Nath Namrata, Lee Sang-Heon, Lee Ivan
UniSA STEM, University of South Australia, GPO Box 2471, Adelaide, SA, 5001, Australia.
UniSA STEM, University of South Australia, Adelaide, Australia.
Comput Biol Med. 2023 Oct;165:107422. doi: 10.1016/j.compbiomed.2023.107422. Epub 2023 Aug 30.
Notes documented by clinicians, such as patient histories, hospital courses, lab reports and others are often annotated with standardized clinical codes by medical coders to facilitate a variety of secondary processing applications such as billing and statistical analyses. Clinical coding, traditionally manual and labor-intensive, has seen a surge in research interest by deep learning researchers pursuing to automate it.

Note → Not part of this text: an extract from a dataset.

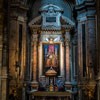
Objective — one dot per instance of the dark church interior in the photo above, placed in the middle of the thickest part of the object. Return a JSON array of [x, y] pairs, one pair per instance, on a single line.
[[49, 50]]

However, deep learning methods require large volumes of annotated clinical data for training and offer little to explain why codes were assigned to pieces of text. In this paper, we propose an unsupervised method which does not need annotated clinical text and is fully interpretable, by using Named Entity and Attribute Recognition and word embeddings specialized for the clinical domain. These methods successfully glean important information from large volumes of clinical notes and encode them effectively in order to perform automatic clinical coding.
临床医生记录的笔记,如患者病史、住院过程、实验室报告等,通常由医学编码员用标准化临床代码进行注释,以促进各种二次处理应用,如计费和统计分析。传统上,临床编码是人工的且劳动强度大,这引发了深度学习研究人员的浓厚兴趣,他们试图实现其自动化。然而,深度学习方法需要大量带注释的临床数据进行训练,并且几乎无法解释为何将代码分配给文本片段。在本文中,我们提出一种无监督方法,该方法无需带注释的临床文本且完全可解释,通过使用命名实体和属性识别以及专门针对临床领域的词嵌入来实现。这些方法成功地从大量临床笔记中收集重要信息并对其进行有效编码,以执行自动临床编码。